[tdwg-content] How to record "Nativeness"?

Richard Pyle deepreef at bishopmuseum.org
Tue Oct 12 21:20:14 CEST 2010

I had *promised* myself (and others) that I would not get dragged into a
debate of this sort.  But Roger just gave me too many opportunities to
comment (I changed the subject line to protect the innocent). 

(Tim -- now would be a good time to get yourself a cup of tea/coffee...)

> The vocabulary I briefly presented at TDWG was aimed at occurrence 
> of taxa in regions but the general thrust of my talk was intended 
> to pose the questions: Why should we score taxa to regions at all? 
> Shouldn't this always be the results of a query on occurrence records? 

In an ideal world, yes it should.

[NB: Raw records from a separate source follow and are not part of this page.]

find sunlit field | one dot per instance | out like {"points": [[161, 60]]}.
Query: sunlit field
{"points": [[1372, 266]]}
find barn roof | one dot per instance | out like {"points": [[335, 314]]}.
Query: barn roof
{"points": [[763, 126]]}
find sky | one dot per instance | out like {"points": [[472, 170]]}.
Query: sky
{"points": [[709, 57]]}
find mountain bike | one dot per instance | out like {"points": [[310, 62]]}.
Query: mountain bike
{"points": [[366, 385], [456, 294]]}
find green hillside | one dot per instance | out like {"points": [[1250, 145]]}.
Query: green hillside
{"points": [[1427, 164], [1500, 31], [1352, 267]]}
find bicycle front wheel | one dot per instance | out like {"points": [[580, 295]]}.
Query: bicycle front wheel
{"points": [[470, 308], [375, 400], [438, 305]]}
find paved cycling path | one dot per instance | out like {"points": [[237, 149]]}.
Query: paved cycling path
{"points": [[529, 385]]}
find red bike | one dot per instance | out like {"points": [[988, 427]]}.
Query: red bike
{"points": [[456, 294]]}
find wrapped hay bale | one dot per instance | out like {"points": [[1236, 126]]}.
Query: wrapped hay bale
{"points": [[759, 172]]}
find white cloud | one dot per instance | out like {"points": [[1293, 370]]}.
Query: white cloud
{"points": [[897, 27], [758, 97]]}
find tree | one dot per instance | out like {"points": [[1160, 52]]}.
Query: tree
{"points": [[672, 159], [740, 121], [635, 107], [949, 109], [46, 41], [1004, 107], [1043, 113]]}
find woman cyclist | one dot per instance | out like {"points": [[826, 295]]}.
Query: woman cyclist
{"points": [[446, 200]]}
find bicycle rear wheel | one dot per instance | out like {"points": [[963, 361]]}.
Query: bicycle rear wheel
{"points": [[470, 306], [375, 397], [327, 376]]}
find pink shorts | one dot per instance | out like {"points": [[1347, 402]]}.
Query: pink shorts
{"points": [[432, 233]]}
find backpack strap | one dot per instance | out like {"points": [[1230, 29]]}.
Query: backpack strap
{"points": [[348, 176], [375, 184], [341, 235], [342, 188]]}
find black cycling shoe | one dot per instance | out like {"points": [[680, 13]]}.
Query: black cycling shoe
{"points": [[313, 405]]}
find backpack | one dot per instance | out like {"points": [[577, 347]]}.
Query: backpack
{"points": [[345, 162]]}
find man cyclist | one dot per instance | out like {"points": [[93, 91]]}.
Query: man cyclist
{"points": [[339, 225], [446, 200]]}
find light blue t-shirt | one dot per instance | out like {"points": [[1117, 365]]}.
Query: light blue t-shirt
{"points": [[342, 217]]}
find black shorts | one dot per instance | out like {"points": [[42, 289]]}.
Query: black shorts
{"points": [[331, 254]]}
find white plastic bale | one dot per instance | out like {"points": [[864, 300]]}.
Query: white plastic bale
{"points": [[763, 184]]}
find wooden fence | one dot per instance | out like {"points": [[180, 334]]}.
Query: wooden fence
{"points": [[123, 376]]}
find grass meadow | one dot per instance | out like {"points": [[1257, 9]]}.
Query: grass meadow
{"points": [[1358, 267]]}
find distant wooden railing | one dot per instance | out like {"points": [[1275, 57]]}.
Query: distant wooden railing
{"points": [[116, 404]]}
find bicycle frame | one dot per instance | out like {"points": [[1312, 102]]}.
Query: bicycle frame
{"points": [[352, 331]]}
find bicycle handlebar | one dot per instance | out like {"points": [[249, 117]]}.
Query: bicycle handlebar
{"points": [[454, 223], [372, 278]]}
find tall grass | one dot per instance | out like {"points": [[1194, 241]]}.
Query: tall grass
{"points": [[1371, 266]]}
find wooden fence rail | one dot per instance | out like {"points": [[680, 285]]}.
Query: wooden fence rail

There are two answers to the question "Why
should we score taxa to regions at all?".  At one level, the reason is
because many, many people conceptualize space in terms of named regions (in
much the same way that we conceptualize the diversity of oragnisms as named
taxon concepts), and it turns out that many end-users are interested in
answering the question, "What lives here?".  But I think Roger's point in
asking that question was more along the lines of, "Why do we want to model
our data in such a way that taxa are linked directly to regions, rather than
derive such distributional information from occurrence records?"  My answer
to that is: "We don't!" (a conclusion I came to over a decade ago).  For a
long time I have been firm believer that all Taxon-Locality statements
should pass through (be derrived from) Occurrence records.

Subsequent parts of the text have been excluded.